This editorial appeared in the combined The Atlanta Journal and The Atlanta Constitution of July 4, 1966.

On this Fourth of July the American people can perform no greater service to the nation than to renew and redouble the honorable effort, which has fallen to this generation, to make it truly self-evident that all men are created equal.

The nation was flawed at its birth by equivocation on the racial issue, much to the disgust of Thomas Jefferson, who called it “deplorable.” In approving the draft of the Declaration of Independence that Jefferson wrote, members of the Continental Congress disgusted him with their editing, which went far beyond their tin-eared change of his graceful word “inalienable” to the prosaic “unalienable.”

They struck from the Declaration Jefferson’s condemnation of the British king and the British people for fostering “an execrable commerce,” the slave trade.

Had the founding fathers followed Jefferson’s lead and moved against racial exploitation in the beginning, what a burden of guilt would have been lifted from this land!

Instead, the tragedy of a nation trying to deny its own character culminated in the disaster of civil war and created a legacy of bitterness that has destructively tinctured American society for a decade short of two centuries now.

In this generation at last, the American people have determined to honor fully that inscription from Leviticus on the Liberty Bell: “Proclaim liberty throughout all the land unto all the inhabitants thereof.”

Not some, but all: that is the national goal at last.

The way is painful, the gait is slow at times. But the United States Constitution, following up Jefferson’s censored Declaration, is turning out to be a mighty instrument of bringing life into those noble words preserved on parchment.

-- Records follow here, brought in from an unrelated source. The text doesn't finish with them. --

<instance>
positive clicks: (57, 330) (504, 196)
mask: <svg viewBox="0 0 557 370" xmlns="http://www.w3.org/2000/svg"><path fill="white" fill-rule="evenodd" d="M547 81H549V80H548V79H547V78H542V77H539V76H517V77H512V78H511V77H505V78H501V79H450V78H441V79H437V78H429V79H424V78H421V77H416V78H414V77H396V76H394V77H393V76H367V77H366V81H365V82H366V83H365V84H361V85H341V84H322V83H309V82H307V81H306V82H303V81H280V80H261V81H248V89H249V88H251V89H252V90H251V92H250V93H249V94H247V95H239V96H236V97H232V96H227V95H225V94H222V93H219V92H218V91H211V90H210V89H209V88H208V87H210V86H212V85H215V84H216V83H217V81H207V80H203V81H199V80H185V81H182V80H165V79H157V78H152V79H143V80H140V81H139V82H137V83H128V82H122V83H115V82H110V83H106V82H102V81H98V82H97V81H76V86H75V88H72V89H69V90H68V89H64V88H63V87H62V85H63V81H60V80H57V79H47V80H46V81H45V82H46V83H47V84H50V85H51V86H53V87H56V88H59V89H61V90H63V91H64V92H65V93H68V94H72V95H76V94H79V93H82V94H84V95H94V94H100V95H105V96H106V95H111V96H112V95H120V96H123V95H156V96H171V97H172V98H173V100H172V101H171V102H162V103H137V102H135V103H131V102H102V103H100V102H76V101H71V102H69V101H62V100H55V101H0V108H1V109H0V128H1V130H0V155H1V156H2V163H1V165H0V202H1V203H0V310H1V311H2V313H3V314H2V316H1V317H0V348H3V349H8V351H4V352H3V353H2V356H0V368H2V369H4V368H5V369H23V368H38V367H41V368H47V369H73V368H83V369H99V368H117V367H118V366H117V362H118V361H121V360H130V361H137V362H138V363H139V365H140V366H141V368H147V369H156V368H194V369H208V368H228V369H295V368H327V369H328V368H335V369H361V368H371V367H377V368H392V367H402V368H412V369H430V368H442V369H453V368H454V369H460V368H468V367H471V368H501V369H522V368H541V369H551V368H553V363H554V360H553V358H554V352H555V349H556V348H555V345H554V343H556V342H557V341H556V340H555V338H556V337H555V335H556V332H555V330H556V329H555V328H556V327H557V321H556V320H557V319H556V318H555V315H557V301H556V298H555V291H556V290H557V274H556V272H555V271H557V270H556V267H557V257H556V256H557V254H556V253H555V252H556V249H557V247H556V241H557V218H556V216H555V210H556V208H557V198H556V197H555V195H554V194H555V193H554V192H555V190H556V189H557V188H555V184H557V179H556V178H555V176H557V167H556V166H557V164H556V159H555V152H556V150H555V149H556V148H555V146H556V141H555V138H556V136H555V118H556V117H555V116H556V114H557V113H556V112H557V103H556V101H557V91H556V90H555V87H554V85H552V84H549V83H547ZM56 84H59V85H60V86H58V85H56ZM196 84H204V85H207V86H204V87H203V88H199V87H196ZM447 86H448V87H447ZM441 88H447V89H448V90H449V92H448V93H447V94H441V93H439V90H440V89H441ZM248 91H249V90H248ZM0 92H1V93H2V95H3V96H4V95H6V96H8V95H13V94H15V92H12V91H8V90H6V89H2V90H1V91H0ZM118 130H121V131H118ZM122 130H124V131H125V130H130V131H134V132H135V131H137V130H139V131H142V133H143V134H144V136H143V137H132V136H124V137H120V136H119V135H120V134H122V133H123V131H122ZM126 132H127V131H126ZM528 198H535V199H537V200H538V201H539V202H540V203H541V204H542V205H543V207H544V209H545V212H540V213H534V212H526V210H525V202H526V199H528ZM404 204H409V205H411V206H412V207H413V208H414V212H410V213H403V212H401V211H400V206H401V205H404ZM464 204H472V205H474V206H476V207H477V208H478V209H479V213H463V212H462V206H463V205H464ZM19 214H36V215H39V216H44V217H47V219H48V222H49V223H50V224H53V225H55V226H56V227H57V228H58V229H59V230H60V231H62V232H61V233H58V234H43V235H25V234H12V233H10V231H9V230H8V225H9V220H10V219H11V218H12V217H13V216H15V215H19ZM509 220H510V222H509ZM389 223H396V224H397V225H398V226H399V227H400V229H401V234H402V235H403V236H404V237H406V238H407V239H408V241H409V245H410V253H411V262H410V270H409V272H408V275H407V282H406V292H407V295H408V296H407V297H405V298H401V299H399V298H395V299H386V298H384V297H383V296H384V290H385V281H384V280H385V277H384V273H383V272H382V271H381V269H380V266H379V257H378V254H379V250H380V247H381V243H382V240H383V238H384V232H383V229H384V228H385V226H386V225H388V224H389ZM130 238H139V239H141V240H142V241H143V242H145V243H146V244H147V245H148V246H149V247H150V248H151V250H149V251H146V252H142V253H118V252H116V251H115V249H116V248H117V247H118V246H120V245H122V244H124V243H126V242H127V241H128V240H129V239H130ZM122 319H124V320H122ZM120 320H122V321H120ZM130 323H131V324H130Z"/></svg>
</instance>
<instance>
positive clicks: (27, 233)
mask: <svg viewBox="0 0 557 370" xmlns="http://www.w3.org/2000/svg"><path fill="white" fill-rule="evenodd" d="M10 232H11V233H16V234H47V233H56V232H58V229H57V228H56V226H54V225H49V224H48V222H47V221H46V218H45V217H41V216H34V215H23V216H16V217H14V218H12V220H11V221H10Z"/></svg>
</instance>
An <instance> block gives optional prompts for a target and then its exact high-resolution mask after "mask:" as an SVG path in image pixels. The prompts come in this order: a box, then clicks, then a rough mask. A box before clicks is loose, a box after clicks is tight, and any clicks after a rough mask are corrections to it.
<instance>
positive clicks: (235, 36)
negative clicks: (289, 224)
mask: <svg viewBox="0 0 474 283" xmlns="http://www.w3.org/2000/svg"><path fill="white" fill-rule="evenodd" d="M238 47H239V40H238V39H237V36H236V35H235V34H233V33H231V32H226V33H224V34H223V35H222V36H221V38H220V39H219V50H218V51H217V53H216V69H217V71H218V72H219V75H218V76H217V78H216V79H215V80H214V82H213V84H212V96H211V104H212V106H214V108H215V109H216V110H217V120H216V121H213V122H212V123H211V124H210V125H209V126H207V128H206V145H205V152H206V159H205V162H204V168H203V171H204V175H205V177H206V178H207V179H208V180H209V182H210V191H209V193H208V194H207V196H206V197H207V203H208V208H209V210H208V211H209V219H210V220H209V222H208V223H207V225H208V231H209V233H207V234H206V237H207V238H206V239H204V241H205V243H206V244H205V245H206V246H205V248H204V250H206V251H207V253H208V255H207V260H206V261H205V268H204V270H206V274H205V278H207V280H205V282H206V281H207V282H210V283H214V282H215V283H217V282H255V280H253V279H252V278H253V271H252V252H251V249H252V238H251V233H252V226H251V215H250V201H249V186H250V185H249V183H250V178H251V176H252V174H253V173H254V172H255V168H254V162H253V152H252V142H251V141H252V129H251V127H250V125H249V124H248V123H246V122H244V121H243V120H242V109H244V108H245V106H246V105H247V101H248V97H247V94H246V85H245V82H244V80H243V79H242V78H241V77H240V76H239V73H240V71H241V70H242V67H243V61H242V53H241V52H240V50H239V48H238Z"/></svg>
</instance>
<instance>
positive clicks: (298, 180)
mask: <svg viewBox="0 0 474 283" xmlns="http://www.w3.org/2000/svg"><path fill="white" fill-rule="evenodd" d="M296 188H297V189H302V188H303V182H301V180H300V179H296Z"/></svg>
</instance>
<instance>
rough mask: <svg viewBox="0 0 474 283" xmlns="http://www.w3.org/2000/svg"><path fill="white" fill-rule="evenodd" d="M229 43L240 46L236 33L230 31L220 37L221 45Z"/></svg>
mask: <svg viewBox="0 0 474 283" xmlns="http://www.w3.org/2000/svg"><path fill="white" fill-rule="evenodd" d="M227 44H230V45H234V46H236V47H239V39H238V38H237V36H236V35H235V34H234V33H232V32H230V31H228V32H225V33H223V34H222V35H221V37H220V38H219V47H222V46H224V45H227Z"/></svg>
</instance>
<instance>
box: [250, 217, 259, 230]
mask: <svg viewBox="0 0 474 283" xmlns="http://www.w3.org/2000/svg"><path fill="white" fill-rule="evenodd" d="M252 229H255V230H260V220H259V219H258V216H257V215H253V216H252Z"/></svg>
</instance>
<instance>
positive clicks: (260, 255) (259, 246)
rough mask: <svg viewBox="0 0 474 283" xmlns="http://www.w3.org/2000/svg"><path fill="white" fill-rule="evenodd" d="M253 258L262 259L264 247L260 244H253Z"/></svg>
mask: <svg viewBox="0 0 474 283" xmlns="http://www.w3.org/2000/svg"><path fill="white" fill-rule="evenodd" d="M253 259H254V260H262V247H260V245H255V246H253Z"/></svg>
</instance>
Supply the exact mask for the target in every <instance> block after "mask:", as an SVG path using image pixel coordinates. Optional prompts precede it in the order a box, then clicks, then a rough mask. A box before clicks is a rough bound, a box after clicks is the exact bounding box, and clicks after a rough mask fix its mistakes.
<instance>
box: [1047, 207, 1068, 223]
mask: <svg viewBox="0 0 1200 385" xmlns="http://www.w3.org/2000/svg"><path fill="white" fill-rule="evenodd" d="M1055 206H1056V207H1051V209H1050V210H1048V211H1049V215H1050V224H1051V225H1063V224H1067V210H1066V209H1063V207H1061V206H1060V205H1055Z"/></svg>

“The Declaration,” wrote Carl Van Doren, “had been ringing first principles about liberty and the rights of man. The Constitution was second thoughts about how that liberty and those rights, once obtained, might be perpetuated in an orderly government. Instead of the language of poets and prophets it used the language of lawyers and administrators. It was addressed to minds and not to emotions.”

The American mind, on this Independence Day, is being made up. Undertaken at last is the great, neglected task of proving “that all men are created equal, that they are endowed by their Creator with certain inalienable rights, that among these are life, liberty and the pursuit of happiness.”

Each coming day now yields to each American the privilege of carrying that task forward to a final vindication of the ideal for which the Revolution was fought.

Jefferson could not call a stop to the “execrable commerce” in his day. But the American people whose wisdom he trusted may now honor his faith in theirs.